Die Verantwortlichen des FC St. Pauli haben nach den Vorkommnissen im Stadtderby ein Law & Order-Maßnahmenpaket beschlossen. Damit geben sie dem öffentlichen Druck nach und stellen das höchste Gut des Klubs in Frage.
Sportlich hat die Mannschaft, das haben nicht erst die beiden jüngsten Niederlagen bewiesen, nicht allzu viel zu bieten; sie stagniert, wenngleich auf höherem Niveau als in den letzten Jahren. Aber St. Pauli war und ist Kult, Freibeutermentalität, Magie. Ein Fetzen Utopie in der sich selbst zunehmend entzaubernden Fußballwelt. Das hatte der Verein auch begriffen, als er 2009 seine Leitlinien verabschiedete. Darin heißt es: „Die aktive […] Fanszene bildet das Fundament für die Emotionalisierung des Fußballsports, welche wiederum die Grundlage der Vermarktungsfähigkeit des FC St. Pauli darstellt.“ Im jüngsten Statement ist dieses Bekenntnis zu einem mageren „Der FC St. Pauli wird den Weg des Dialogs mit der Fanszene nicht aufgeben, auch wenn das vom Verein entgegengebrachte Vertrauen während des Derbys von Teilen der Fanszene in der Südkurve missachtet worden ist“, zusammengeschrumpft. Wir sind enttäuscht, soll das heißen. Aber es heißt auch: Wir haben hier das Sagen. Autoritäres Machtgebaren wo Toleranz und Respekt in den Leitlinien stehen.
Süd sehen und sterben
Das Fundament scheint obsolet geworden. Anders ist es nicht zu erklären, dass es jetzt mit dem Presslufthammer aufgebrochen wird. Doch ein Image erhält sich nicht selbst, es ist kein passives Gut. Im Gegenteil bedarf es eines aktiven Prozesses, der Imagepflege. Die hat in der Vergangenheit die aktive Fanszene übernommen.
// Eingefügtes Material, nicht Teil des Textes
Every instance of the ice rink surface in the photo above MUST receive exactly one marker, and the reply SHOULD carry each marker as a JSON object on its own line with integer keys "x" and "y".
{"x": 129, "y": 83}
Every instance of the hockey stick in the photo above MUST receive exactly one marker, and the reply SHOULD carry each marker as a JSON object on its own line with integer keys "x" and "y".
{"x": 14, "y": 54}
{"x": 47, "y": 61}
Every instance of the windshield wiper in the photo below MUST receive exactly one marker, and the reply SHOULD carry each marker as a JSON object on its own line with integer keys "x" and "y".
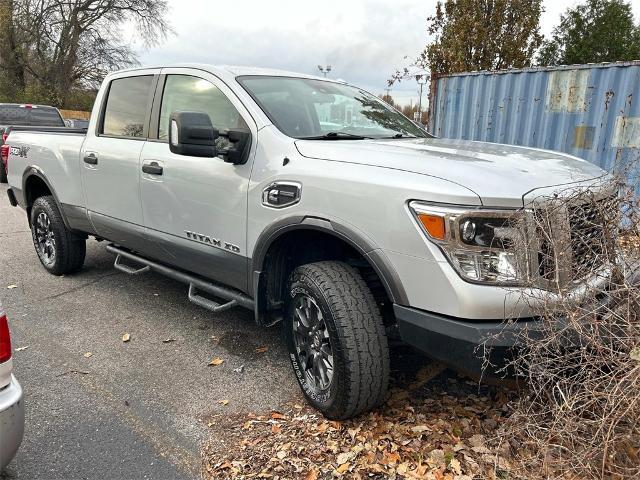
{"x": 401, "y": 135}
{"x": 337, "y": 136}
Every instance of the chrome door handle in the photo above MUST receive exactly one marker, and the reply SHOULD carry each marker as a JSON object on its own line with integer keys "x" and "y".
{"x": 152, "y": 168}
{"x": 91, "y": 159}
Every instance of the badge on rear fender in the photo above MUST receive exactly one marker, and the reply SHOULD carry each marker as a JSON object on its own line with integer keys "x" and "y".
{"x": 211, "y": 241}
{"x": 20, "y": 151}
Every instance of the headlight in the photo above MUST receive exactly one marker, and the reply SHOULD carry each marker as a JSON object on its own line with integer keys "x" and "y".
{"x": 484, "y": 246}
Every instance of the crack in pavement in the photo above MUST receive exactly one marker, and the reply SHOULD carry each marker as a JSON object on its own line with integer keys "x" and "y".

Sie durch die angekündigten Maßnahmen zu zersetzen und auf Konfrontationskurs mit ihr zu gehen, wird diesen Prozess empfindlich stören. Wer nachrückt, genießt das Image lediglich; Flaneure, die sich im widerständigen Glanz von St. Pauli sonnen – und ihm dadurch die Strahlkraft nehmen.
Natürlich ist ein Klub, der nur sein Image hat, auf Dauer auch nur als Marketingvehikel erfolgreich. Doch den Nachrückern wird es egal sein, solange sie die „wahre“ St.-Pauli-Experience bekommen. Süd sehen und sterben. Die aktiven Fans sind es, denen beides am Herzen liegt. Die ihre Mannschaft siegen sehen wollen und mit ihrer Unterstützung alles daran setzen, ihr dabei zu helfen. Die den Kult geschaffen haben und ihn weiter befeuern. Weil sie den Klub lieben und nicht nur sein Image.
Über die sportliche Talfahrt, die nicht vorhandene Entwicklung der Mannschaft und die negative Tordifferenz haben die Verantwortlichen in den letzten Wochen kaum ein Wort verloren. Wenn es das ist, was sie mit ihrem Maßnahmenpaket erreichen wollen, dann sind sie kurzfristig auf einem guten Weg. Langfristig sägen sie an dem Ast, auf dem nicht nur sie selbst sitzen, sondern ein ganzer Fußballklub.